While the dialogue in this scene is so simple, there is so much lingering beneath the surface, I can hardly stand it. (This is also a huge testament to the actors, Laurel Holloman and Rosie O’Donnell). We get to witness Tina finding herself charmed by Carrie’s quirks, which so many others probably have deemed aggravating or “too much.” And isn’t that what we all want at the end of the day? Someone to look at us with warm eyes when we’re being our real, weird selves? Someone seeing the beauty in all that we’ve been shamed for our entire lives?
Not only that, but when Tina tells Carrie she’s beautiful, she’s really saying: I see you. I see all of you, and I want all of you. It’s almost as if the universe has conspired to confront her with two extremes in a small space; Bette and Carrie. And seeing them in the same room fully confirms to Tina, that no — she doesn’t want to be drinking bougie wine at the bar with Bette — she wants to sit at a cozy table with Carrie (the table vs. bar is also a BIG metaphor).
And on Carrie’s end, we’re able to see her truly digest Tina’s compliment regarding her beauty. And because Carrie doesn’t look like the rest of the women in society’s (dated) beauty manual, she’s probably not used to hearing herself described that way. But the truth is she is beautiful. And to have someone recognize your unique beauty is gorgeously validating.
Even my tough English mom wailed in this scene.
Moment 3: “I’m not sure I want to do both”
Clearly, Sophie is wracked with guilt about her illicit romp with ole’ Finley. She doesn’t know what the hell to do about her secret, fleeting bout of cheating. But regardless of her internal struggle, it’s clear that despite her fuck up, she absolutely loves Dani. What can I say? Love is a dangerous sport that more often than not renders its players wounded.
However, there’s a brief moment when Sophie and Dani are finally alone and Sophie opens up to Dani about the fact that Alice has offered her a promotion at work. Dani is so authentically proud of Sophie, but Sophie confesses that she wants to have a child soon. She pauses for a slender moment, her face turning soft. “I don’t know if I want to do both” she admits (meaning both be a mom and take on a huge role at work).

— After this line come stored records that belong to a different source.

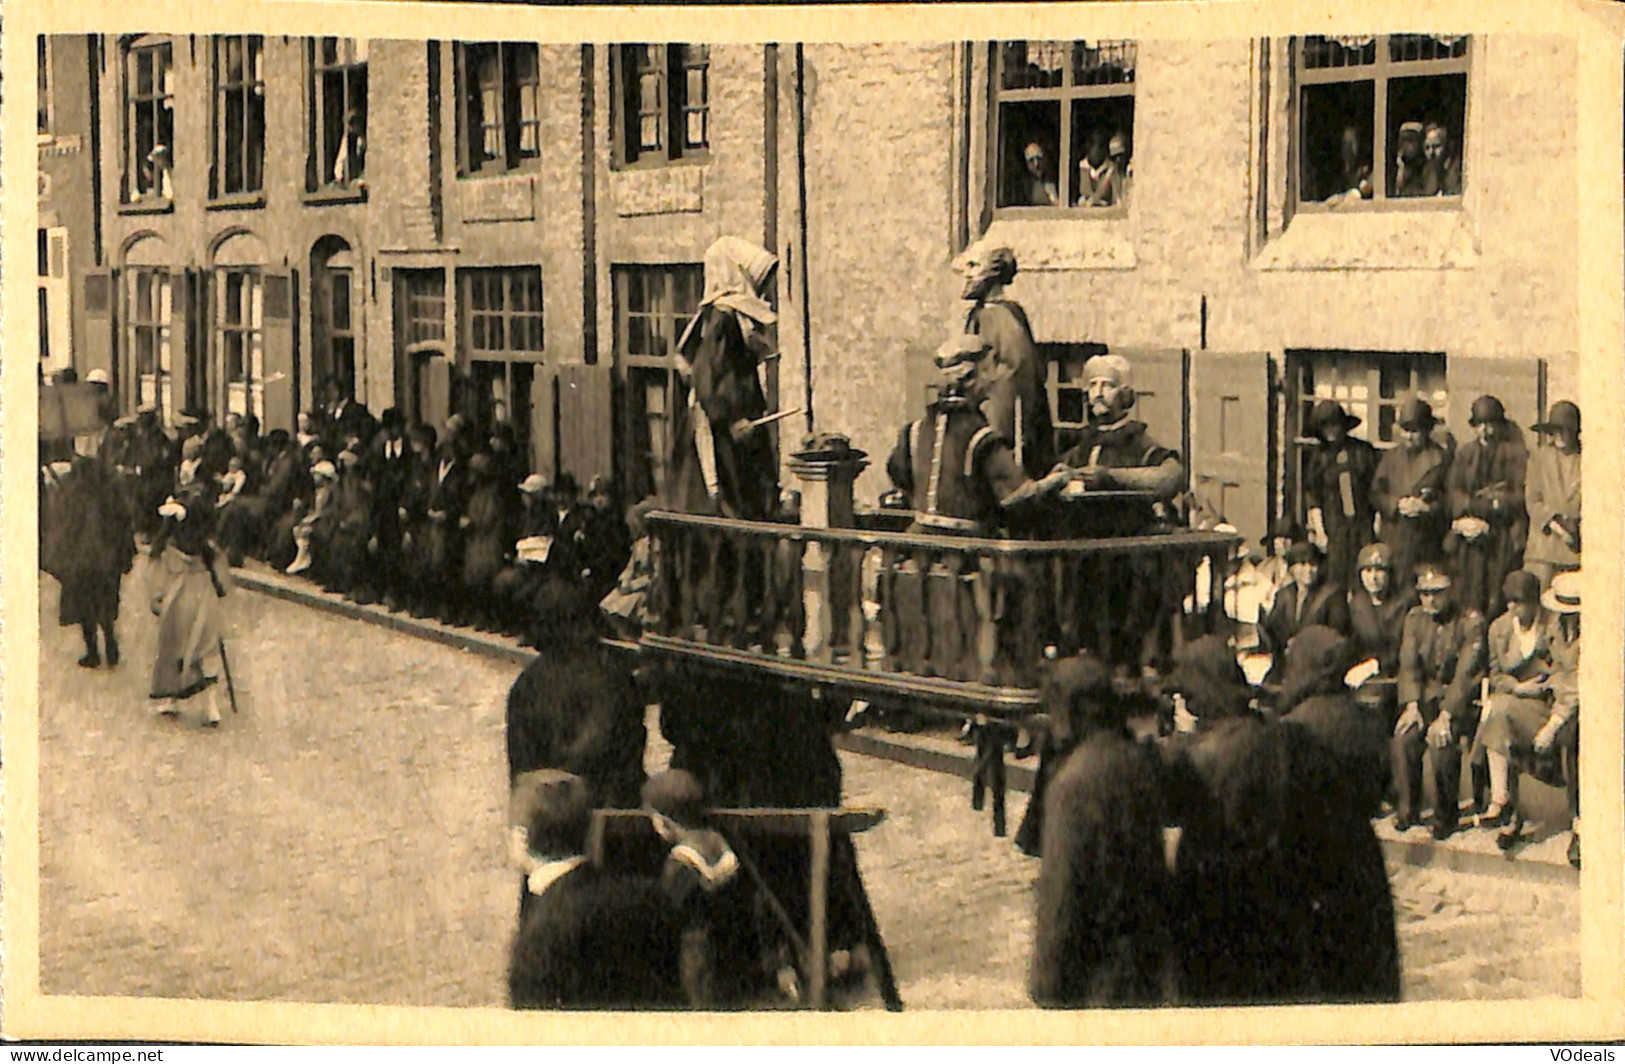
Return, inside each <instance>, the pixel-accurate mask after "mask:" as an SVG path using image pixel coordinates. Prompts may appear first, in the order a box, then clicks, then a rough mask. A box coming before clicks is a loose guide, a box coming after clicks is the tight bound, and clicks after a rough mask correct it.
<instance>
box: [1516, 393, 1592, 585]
mask: <svg viewBox="0 0 1625 1064" xmlns="http://www.w3.org/2000/svg"><path fill="white" fill-rule="evenodd" d="M1534 429H1536V432H1539V434H1540V435H1542V437H1544V440H1545V445H1544V447H1537V448H1534V453H1532V455H1529V473H1527V479H1526V482H1524V504H1526V505H1527V508H1529V546H1527V547H1524V569H1527V570H1529V572H1532V573H1534V575H1536V577H1539V580H1540V586H1542V588H1549V586H1552V577H1553V575H1557V573H1560V572H1566V570H1570V569H1579V408H1578V406H1575V404H1573V403H1568V401H1563V403H1552V409H1550V411H1549V413H1547V417H1545V421H1542V422H1539V424H1537V426H1536V427H1534Z"/></svg>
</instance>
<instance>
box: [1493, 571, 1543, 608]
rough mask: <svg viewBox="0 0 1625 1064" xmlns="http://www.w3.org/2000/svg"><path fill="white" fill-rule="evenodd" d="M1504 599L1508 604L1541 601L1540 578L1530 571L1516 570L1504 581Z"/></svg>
mask: <svg viewBox="0 0 1625 1064" xmlns="http://www.w3.org/2000/svg"><path fill="white" fill-rule="evenodd" d="M1501 598H1505V599H1506V601H1508V603H1534V601H1539V599H1540V578H1539V577H1536V575H1534V573H1532V572H1529V570H1527V569H1514V570H1513V572H1510V573H1506V580H1501Z"/></svg>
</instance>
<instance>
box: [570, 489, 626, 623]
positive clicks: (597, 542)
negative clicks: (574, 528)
mask: <svg viewBox="0 0 1625 1064" xmlns="http://www.w3.org/2000/svg"><path fill="white" fill-rule="evenodd" d="M585 533H587V534H585V539H583V543H582V572H583V577H582V578H583V580H585V582H587V595H588V598H590V601H593V603H596V601H601V599H603V596H604V595H608V593H609V590H611V588H613V586H614V585H616V580H617V577H619V573H621V570H622V569H626V562H627V557H629V556H630V552H632V536H630V533H629V531H627V525H626V515H624V512H622V510H621V508H619V507H617V505H616V504H614V491H613V489H611V486H609V478H606V476H595V478H593V479H591V482H590V484H588V486H587V508H585Z"/></svg>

If you toss the baggage between Dani and Sophie aside for a second and just isolate them inside this brief exchange, you’ll likely see that this is a very pure moment between the couple. Dani (who has no clue about Sophie and Finley) encourages Sophie to do whatever her heart desires. She doesn’t try and convince her to be a workaholic like she is. And again, isn’t that what we all want? Someone who not only trusts our instincts but uplifts and empowers our choices?

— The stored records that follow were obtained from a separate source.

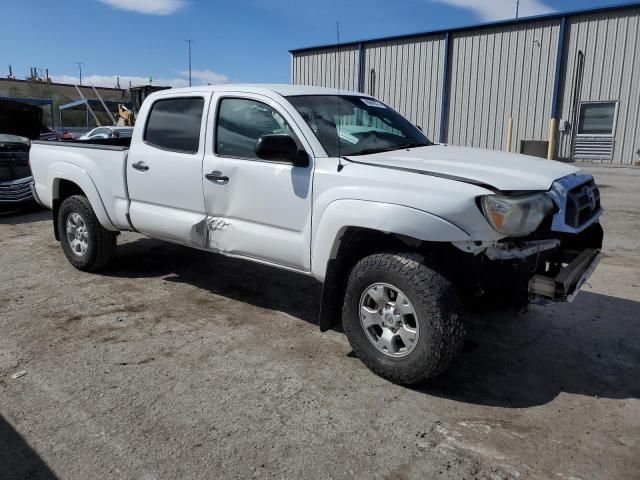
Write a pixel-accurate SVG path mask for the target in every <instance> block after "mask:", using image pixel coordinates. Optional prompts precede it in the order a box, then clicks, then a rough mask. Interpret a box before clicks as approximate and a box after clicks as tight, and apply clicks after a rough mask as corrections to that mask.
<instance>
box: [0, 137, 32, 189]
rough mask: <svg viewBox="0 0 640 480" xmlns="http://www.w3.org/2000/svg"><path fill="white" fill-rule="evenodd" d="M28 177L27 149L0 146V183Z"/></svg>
mask: <svg viewBox="0 0 640 480" xmlns="http://www.w3.org/2000/svg"><path fill="white" fill-rule="evenodd" d="M29 176H31V169H30V168H29V147H27V146H22V145H0V181H9V180H18V179H20V178H26V177H29Z"/></svg>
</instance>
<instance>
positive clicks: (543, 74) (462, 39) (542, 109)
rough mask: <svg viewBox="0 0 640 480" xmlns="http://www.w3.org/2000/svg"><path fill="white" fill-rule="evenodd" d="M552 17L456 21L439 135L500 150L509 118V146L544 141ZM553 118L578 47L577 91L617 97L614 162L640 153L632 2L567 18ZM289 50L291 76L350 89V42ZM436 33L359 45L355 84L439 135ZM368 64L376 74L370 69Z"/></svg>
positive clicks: (595, 95) (615, 98)
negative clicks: (564, 47)
mask: <svg viewBox="0 0 640 480" xmlns="http://www.w3.org/2000/svg"><path fill="white" fill-rule="evenodd" d="M560 24H561V20H560V18H552V19H541V20H539V21H533V22H526V23H519V24H511V25H510V24H506V25H502V26H500V27H493V28H478V29H477V30H460V31H454V32H452V33H451V37H450V50H449V55H450V63H449V65H450V71H449V79H448V86H447V88H448V90H449V92H448V101H447V122H446V125H445V128H446V132H445V138H446V141H447V142H448V143H451V144H453V145H465V146H474V147H482V148H492V149H499V150H504V149H505V148H506V144H507V139H506V133H507V121H508V118H509V117H510V116H511V117H512V118H513V122H514V123H513V135H512V142H513V143H512V145H513V147H512V148H513V150H514V151H518V149H519V146H520V145H519V144H520V140H548V135H549V133H548V131H549V119H550V117H551V112H552V100H553V88H554V81H555V78H554V77H555V68H556V56H557V47H558V41H559V35H560ZM565 33H566V37H565V48H564V58H563V64H564V67H563V71H562V72H561V83H560V92H559V101H560V104H561V109H560V110H559V111H558V114H557V117H558V120H560V119H566V120H571V118H572V116H571V110H572V94H573V84H574V78H575V70H576V61H575V60H576V56H577V52H578V51H579V50H581V51H583V52H584V54H585V64H584V79H585V80H584V81H583V83H582V88H581V91H580V95H579V98H580V100H582V101H589V100H593V101H596V100H616V101H619V102H620V103H619V108H618V117H617V130H616V139H615V147H614V154H613V160H612V162H613V163H622V164H631V163H633V162H634V161H638V160H640V155H639V154H638V153H636V152H637V151H638V150H639V149H640V8H638V7H630V8H621V9H620V10H616V11H609V12H606V13H594V14H583V15H574V16H569V17H568V18H567V24H566V32H565ZM340 52H341V61H340V62H337V59H338V55H337V54H338V49H336V48H335V47H334V48H318V49H310V50H303V51H300V52H296V53H294V55H293V57H292V81H293V82H294V83H298V84H304V85H318V86H327V87H336V86H338V85H337V81H338V80H337V79H338V75H337V69H336V68H337V67H336V65H337V64H338V63H339V64H340V66H341V70H340V72H341V74H340V76H339V78H340V85H339V87H340V88H344V89H350V90H357V89H358V63H359V62H358V60H359V46H358V45H346V46H342V47H340ZM444 60H445V35H444V34H443V33H437V34H431V35H424V36H418V37H411V38H403V39H388V40H380V41H369V42H365V43H364V44H363V68H362V74H363V75H364V78H363V79H362V84H363V86H364V91H365V92H366V93H368V94H371V95H373V96H375V97H377V98H379V99H381V100H382V101H384V102H385V103H387V104H389V105H391V106H392V107H393V108H395V109H396V110H398V111H399V112H400V113H402V114H403V115H405V116H406V117H407V118H408V119H409V120H411V121H412V122H414V123H415V124H417V125H421V126H422V127H423V129H424V131H425V133H426V134H427V136H428V137H429V138H431V139H432V140H435V141H438V140H439V138H440V131H439V130H440V128H439V127H440V119H441V115H442V112H441V101H442V81H443V78H442V77H443V75H444ZM372 69H373V70H374V72H375V80H373V79H372V74H371V71H372ZM572 134H573V132H572V131H571V130H569V131H567V132H560V133H559V137H558V156H559V157H560V158H571V138H572Z"/></svg>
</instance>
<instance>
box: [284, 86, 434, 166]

But what I really found to be so gut-punching about this scene was this: When do we ever see lesbians in the media admitting that they’d rather channel their energy into their family lives over their careers? As queer women, we’re always depicted as ambitious, ball-busting, “girl bosses” who will smash the patriarchy by running the show at work. But isn’t doing whatever feels right for you the most powerful way to smash the patriarchy? What smashes the glass ceiling faster than refusing to let “the man” dictate your life path?

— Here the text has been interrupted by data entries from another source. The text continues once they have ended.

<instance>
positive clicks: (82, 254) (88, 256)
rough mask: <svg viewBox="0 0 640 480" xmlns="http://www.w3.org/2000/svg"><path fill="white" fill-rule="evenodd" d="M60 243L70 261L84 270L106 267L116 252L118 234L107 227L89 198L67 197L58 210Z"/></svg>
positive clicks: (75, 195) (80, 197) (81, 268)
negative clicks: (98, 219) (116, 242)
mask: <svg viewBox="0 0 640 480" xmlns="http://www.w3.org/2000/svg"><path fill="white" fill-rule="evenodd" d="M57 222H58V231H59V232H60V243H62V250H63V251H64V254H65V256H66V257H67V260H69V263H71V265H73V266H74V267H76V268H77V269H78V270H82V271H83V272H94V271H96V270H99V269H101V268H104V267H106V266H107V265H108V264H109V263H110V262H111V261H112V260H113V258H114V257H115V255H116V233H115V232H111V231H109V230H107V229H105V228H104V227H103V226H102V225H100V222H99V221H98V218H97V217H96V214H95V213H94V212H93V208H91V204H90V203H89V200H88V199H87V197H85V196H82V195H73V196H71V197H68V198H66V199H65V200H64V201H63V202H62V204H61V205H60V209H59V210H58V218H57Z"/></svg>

However, truly listening to your honest needs, takes guts. Especially when you’re a lesbian wearing the traditionally “masculine” suit in the wedding. Society tells us women who wear suits aren’t allowed to possess the “feminine” instinct to prioritize childcare over career advancement.
This episode of “The L Word makes us question whether we actually want the roles we’ve been cast in. For me, “The L Word” always has. It was while watching “The L Word” fifteen years ago that I decided I didn’t want to play the part of the straight pretty girl. I wanted to not just audition, but claim the role of the proud dyke.
And embracing my proud dyke-ness is the best thing that ever happened to me.
Maybe that’s why I cry from beginning to end of “The L Word.” Those small moments are where my own path to liberation began.